In short, what’s scary about this is:

  • we still don’t know exactly how servers are getting infected. Everyone’s still working on it;
  • suddenly surfing itself becomes dangerous. It’s no longer necessary to try to lure victims to dodgy websites; you just infect the places they would visit anyway;
  • Users who have done everything right can still get infected: Even a fully patched version of Internet Explorer 6 won’t save you from infection, according to Netcraft, a British Internet security company.

For now, all that is recommended is that you disable JavaScript. This is not really an option, says Daniel McNamara of anti-phishing website CodePhish, since a lot of sites rely on JavaScript to function. A better way, according to iDEFENSE, would be to use a non-Microsoft browser. Oh, and if you want to check whether you’re infected, according to Microsoft, search for the following files on your hard disk: kk32.dll and surf.dat. If either are there, you’re infected and you should run one of the clean-up tools listed on the Microsoft page.

Windows’ Gaping, Seven Month Hole

Quite a big hooha over this latest Microsoft vulnerability, and I readily ‘fess up to the fact that I didn’t really take this seriously. Seems like I wasn’t the only one.

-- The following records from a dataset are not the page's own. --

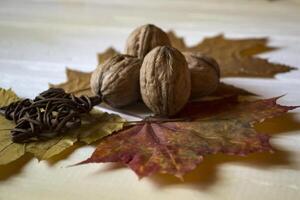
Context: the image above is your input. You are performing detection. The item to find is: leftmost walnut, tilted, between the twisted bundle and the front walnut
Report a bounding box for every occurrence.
[91,55,142,108]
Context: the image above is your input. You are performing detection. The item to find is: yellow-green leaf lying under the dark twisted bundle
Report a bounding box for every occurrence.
[0,88,124,165]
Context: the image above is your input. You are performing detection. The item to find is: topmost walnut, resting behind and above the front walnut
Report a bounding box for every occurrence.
[125,24,171,59]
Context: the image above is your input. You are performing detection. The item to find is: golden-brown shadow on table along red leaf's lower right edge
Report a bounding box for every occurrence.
[151,150,293,190]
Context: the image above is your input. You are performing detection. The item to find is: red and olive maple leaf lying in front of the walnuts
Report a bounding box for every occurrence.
[79,97,296,178]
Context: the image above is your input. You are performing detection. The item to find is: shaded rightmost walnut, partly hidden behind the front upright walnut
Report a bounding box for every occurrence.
[183,52,220,98]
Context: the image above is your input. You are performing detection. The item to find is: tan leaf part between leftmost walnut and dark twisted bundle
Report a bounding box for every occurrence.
[49,68,93,96]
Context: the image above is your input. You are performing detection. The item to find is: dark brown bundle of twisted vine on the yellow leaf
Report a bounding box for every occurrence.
[1,88,101,143]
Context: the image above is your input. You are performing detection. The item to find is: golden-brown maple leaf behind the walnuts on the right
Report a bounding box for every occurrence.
[168,31,295,77]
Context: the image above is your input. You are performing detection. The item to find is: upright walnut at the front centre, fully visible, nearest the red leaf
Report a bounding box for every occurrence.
[140,46,191,116]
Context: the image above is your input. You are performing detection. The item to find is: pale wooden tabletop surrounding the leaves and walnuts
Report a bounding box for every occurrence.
[0,0,300,200]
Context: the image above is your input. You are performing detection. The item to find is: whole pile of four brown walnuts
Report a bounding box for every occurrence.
[91,24,220,117]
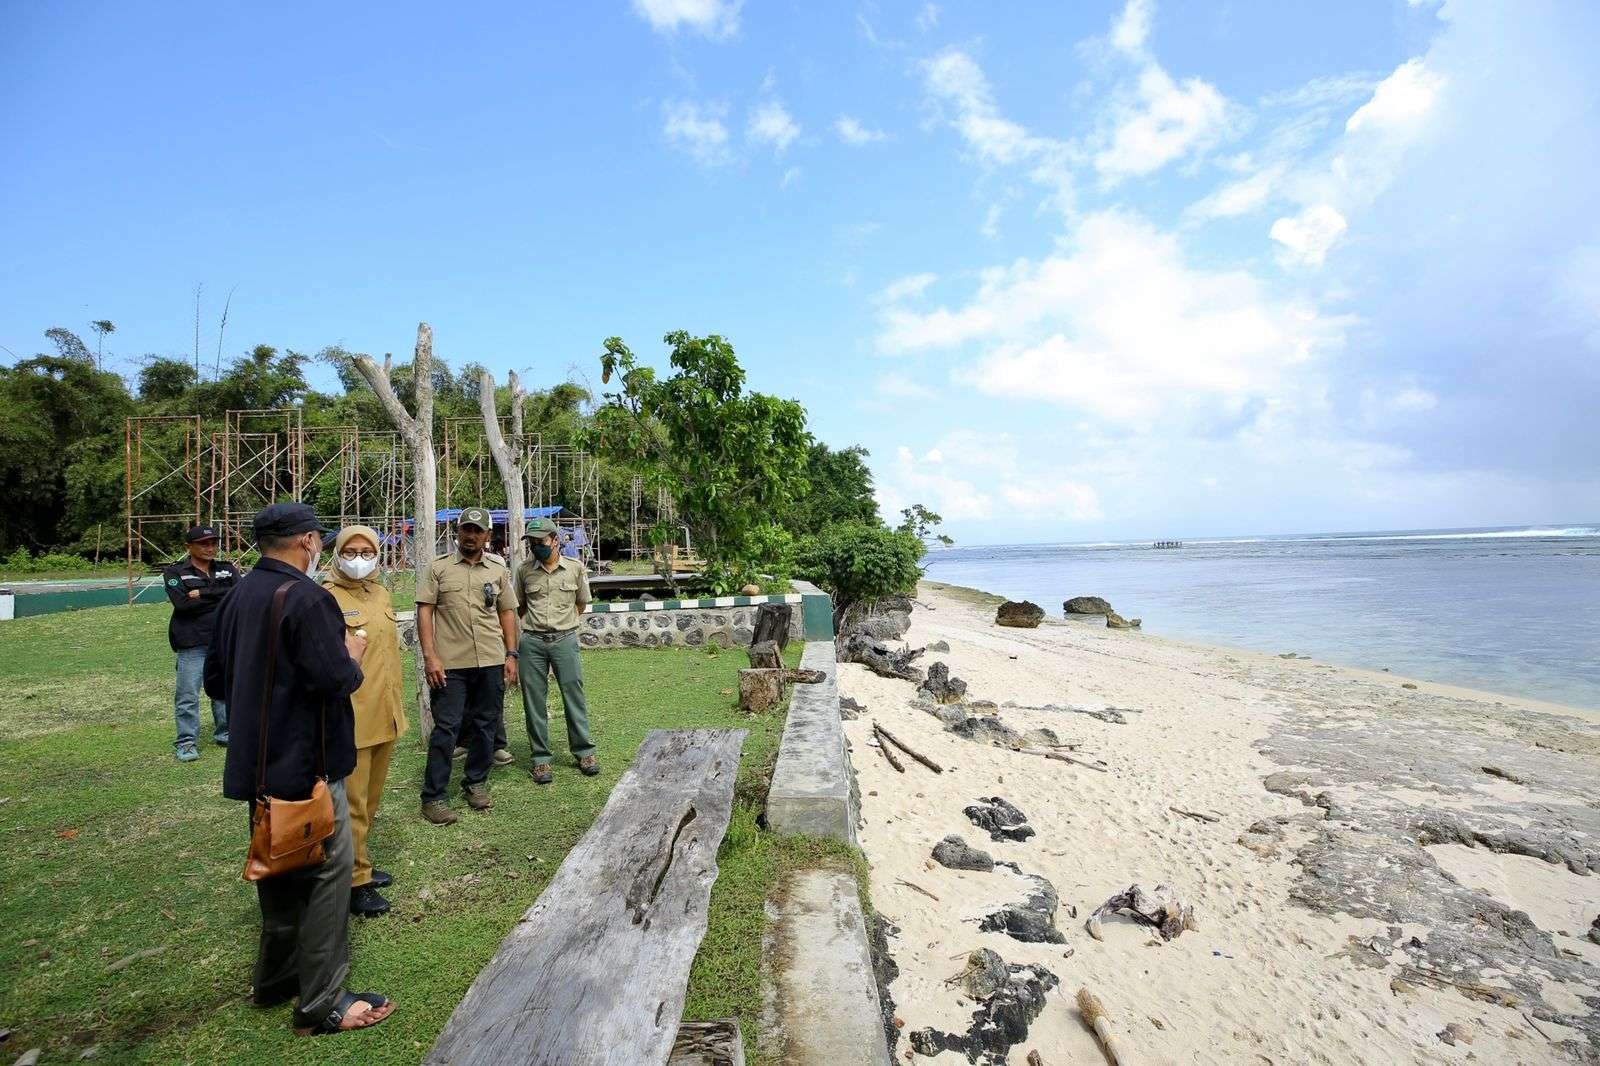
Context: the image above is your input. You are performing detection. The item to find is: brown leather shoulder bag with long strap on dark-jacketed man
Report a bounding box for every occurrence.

But folk like Shawna McAlearney of SearchSecurity.com points out that the delay of 200 days between Microsoft being notified and their coming out with a patch is appallingly long. “If Microsoft really considered this a serious or critical vulnerability for nearly all Windows users, it should have been a ‘drop-everything-and-fix’ thing resolved in a short period of time,” Shawna quotes Richard Forno, a security consultant, as saying. “Nearly 200 days to research and resolve a ‘critical’ vulnerability on such a far-reaching problem is nothing short of gross negligence by Microsoft, and is a direct affront to its much-hyped Trustworthy Computing projects and public statements about how security is playing much more important role in its products.” Strong stuff.

So what is all the fuss about? The vulnerability in question can, in theory, permit an unauthenticated, remote attacker to execute arbitrary code with system privileges: That means a ne’er do well could do anything they want in your computer. And while it hasn’t happened yet, to our knowledge, it’s only a question of time, according to Scott Blake, vice president of information security at Houston-based BindView Corp.: “We believe attacks will be conducted remotely over the Internet, via e-mail and by browsing Web pages. We expect to see rapid exploitation — it’s simply a case of when it materializes.”

Paul Thurrot, of WinNetMag, weighs in with his view, pointing out that the flaw is a very simple one: “attackers can compromise the flaw with a simple buffer-overrun attack, a common type of attack that Microsoft has wrestled with since its Trustworthy Computing code review 2 years ago.”